The Intelligence Dependents: Failures of Transcendence
Kodak: Despite inventing the digital camera, Kodak remained trapped by the intelligence patterns of film photography. They had all the assistive intelligence needed to lead digital transformation but failed to synthesize it into new business models.
BlackBerry: Dominated mobile email by perfectly executing existing communication intelligence patterns. When the iPhone redefined mobile intelligence around apps and touch interfaces, BlackBerry couldn't transcend their inherited assumptions about mobile devices.
Credit Suisse: Accumulated centuries of banking intelligence and regulatory knowledge, yet failed to synthesize this into sustainable value creation. Their intelligence became a liability when it prevented adaptation to new financial realities and risk management paradigms.
Lessons from the Field
Throughout my career transforming core banking systems, payments platforms, and cloud architectures, I've observed that the most successful projects synthesized existing regulatory knowledge, technical patterns, and business intelligence into new solutions rather than simply implementing best practices. When we migrated 25 banking clients across datacenters, modernized ISO 20022 payments processing and renovated Trade processing systems, success came from questioning inherited assumptions about how things "should" work and creating hybrid approaches that transcended traditional boundaries. The projects that failed were those that treated accumulated industry intelligence as gospel rather than raw material for innovation.

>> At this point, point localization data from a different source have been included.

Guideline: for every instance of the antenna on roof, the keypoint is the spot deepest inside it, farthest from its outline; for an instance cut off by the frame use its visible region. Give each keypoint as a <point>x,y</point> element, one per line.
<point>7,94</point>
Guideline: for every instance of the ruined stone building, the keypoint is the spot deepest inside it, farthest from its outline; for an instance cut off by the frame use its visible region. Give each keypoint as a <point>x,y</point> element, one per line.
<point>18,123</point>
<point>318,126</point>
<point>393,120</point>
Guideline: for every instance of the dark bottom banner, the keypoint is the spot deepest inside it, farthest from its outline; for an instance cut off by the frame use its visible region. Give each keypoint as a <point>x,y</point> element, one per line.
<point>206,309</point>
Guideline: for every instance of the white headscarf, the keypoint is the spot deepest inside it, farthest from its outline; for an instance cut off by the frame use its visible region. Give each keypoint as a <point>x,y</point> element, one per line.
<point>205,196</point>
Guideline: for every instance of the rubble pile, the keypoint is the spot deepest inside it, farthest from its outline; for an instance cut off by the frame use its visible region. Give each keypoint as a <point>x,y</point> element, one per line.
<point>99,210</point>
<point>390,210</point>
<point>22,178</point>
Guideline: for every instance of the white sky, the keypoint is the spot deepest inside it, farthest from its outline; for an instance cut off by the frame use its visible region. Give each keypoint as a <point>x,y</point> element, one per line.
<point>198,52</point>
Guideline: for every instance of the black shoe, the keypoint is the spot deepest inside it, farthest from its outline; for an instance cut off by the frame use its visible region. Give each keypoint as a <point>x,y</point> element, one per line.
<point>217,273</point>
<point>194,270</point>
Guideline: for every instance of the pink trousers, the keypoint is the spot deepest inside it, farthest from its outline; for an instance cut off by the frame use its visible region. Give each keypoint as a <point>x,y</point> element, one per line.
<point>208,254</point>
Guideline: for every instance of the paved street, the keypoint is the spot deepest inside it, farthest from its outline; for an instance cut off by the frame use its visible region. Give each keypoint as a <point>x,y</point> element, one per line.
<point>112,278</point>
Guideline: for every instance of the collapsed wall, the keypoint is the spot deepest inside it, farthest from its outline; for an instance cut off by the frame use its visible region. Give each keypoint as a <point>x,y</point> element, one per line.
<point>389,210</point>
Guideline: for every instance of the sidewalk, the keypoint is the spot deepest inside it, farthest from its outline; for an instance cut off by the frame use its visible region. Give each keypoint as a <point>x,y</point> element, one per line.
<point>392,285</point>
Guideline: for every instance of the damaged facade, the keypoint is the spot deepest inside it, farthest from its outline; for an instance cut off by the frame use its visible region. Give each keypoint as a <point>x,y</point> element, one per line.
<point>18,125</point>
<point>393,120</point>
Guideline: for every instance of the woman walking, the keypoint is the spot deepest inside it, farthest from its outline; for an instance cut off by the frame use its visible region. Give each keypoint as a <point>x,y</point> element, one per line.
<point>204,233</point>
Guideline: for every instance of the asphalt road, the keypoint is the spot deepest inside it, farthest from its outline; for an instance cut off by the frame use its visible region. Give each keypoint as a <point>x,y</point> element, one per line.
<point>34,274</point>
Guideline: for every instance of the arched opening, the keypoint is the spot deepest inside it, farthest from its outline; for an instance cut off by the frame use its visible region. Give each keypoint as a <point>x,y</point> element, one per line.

The organizations that thrive with AI are those that view it as Assistive Intelligence a powerful tool that amplifies human judgment, accelerates human analysis, and automates human routine work, but never replaces human wisdom, creativity, or accountability.
Embracing the Assistive Intelligence Revolution
To move towards productive adoption, we need to reframe our relationship with AI:
From Perfection to Iteration
AI doesn't need to be perfect to be valuable. Like our own intelligence, it needs to be useful, improvable, and properly guided.
From Fear to Curiosity
The same curiosity that drives human learning should drive our approach to AI. What can it teach us? How can it help us see patterns we've missed? What new possibilities does it unlock?
The Path Forward
As someone who has navigated multiple technological transformations from mainframe to distributed systems, from on-premises to multi-cloud, from monolithic to microservices I see AI as the next logical step in human-technology collaboration.
The key is view Artificial Intelligence as a as natural evolution. Just as we augment our physical capabilities with humans, tools and machines, we can augment our cognitive capabilities with AI systems that learn, analyze, and assist.
In embracing this partnership, we'll discover that the line between "artificial" and "natural" intelligence was never as clear as we thought. After all, all intelligence human or otherwise is built on learning from what came before. And alawys human intelligence could create new value by synthesizing existing knowledge in novel ways.